Speaking of reading, my friend Judy‘s second novel came out last week. Judy and I were in residence at MacDowell together during the weeks she finished writing it. Our studios were a few hundred yards apart on narrow MacDowell Road, and during our occasional afternoon walks together, we’d talk about our books-in-progress. I’ve been excited to read this novel since.
When I stopped to visit Judy in Amherst on Memorial Day, she gave me an advance reader copy. The novel is so good that in the days after she gave it to me, I woke up early in the mornings just so I could get in an extra hour or two of reading before work. It’s always exciting when a friend publishes a new piece of writing, but especially so when it’s breathtaking.

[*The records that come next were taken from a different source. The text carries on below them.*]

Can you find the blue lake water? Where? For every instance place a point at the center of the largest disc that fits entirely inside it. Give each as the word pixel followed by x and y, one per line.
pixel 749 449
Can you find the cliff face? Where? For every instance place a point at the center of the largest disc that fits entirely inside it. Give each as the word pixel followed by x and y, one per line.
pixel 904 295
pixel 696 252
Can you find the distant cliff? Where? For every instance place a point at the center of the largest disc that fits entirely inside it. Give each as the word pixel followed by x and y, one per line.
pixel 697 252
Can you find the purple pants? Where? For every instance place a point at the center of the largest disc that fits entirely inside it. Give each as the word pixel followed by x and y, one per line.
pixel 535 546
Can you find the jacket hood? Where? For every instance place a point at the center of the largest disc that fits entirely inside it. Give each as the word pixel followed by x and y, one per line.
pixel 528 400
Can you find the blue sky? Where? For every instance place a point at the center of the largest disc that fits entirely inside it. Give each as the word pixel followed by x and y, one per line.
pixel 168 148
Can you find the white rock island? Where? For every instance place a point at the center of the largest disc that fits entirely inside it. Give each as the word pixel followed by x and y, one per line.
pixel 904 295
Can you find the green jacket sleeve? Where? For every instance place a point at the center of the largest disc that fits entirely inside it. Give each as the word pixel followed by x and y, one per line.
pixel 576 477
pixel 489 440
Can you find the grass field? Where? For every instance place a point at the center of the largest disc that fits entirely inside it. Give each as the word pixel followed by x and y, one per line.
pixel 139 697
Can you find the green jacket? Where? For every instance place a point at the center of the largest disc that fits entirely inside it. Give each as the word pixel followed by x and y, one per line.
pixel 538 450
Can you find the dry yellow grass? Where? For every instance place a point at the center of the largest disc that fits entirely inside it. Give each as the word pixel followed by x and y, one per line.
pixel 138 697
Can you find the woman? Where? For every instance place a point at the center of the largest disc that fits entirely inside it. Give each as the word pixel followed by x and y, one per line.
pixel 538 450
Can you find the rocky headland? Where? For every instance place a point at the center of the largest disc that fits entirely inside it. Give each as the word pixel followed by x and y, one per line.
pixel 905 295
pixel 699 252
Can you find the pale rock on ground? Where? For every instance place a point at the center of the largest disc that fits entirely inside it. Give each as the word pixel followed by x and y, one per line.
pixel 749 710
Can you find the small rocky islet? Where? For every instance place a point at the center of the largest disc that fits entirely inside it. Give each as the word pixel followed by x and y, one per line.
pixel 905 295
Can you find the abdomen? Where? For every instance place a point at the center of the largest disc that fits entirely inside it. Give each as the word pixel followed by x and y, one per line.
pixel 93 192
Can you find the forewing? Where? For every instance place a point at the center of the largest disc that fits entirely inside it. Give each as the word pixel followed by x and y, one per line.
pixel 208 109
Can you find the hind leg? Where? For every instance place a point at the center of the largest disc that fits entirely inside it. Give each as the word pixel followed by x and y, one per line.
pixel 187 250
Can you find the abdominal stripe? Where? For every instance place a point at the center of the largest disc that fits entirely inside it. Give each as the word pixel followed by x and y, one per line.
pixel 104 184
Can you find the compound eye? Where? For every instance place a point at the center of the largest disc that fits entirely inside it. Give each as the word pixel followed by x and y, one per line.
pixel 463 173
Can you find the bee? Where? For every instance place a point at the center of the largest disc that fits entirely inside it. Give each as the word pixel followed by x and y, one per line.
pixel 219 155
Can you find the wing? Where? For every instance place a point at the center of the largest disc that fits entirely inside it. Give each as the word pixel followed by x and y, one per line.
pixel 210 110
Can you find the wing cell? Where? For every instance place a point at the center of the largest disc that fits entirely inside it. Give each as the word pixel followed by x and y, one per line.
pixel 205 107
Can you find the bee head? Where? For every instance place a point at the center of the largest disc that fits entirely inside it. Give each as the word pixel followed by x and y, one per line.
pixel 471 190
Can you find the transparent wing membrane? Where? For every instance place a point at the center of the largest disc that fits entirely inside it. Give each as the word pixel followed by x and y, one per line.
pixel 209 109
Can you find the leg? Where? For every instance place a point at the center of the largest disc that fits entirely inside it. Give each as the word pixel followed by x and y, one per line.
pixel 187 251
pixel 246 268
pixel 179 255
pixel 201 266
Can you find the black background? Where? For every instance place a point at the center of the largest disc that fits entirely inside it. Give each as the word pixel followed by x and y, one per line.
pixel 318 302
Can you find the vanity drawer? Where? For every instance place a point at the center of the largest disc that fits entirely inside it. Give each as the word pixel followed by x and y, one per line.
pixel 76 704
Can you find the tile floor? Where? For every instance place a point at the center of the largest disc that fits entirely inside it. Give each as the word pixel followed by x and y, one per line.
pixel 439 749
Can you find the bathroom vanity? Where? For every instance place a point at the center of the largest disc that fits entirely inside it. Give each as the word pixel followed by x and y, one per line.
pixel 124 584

All I Love and Know is a novel of startling nuance and breadth. When a Jerusalem cafe bombing kills Daniel’s twin brother, he becomes the guardian of his young niece and nephew. He and his partner Matt navigate a precarious new parenthood, fraught with challenges from the children’s Holocaust-survivor grandparents, the intricacies of Israeli law, the socio-legal complexities of family-building in the months before gay marriage in Massachusetts, and the painful expansion and contraction of love in the wake of grief.
It is a novel that takes place at the intersections of the interpersonal and the geopolitical. And Frank deftly interweaves an incisive parsing of Israeli and LGBT politics with a nuanced insight into the lives and relationships of her two protagonists. It is a novel about twin-dom and parenthood and Israel and the choices that resurface over the course of a life. Judy explores all of this with a compassion that can hold these two men, can encompass their family’s fluctuations and elasticity.
I loved it so much, I bought another, hardcover copy this week. Please make sure you read this book. It’s truly an exceptional piece of writing, and a staggering work.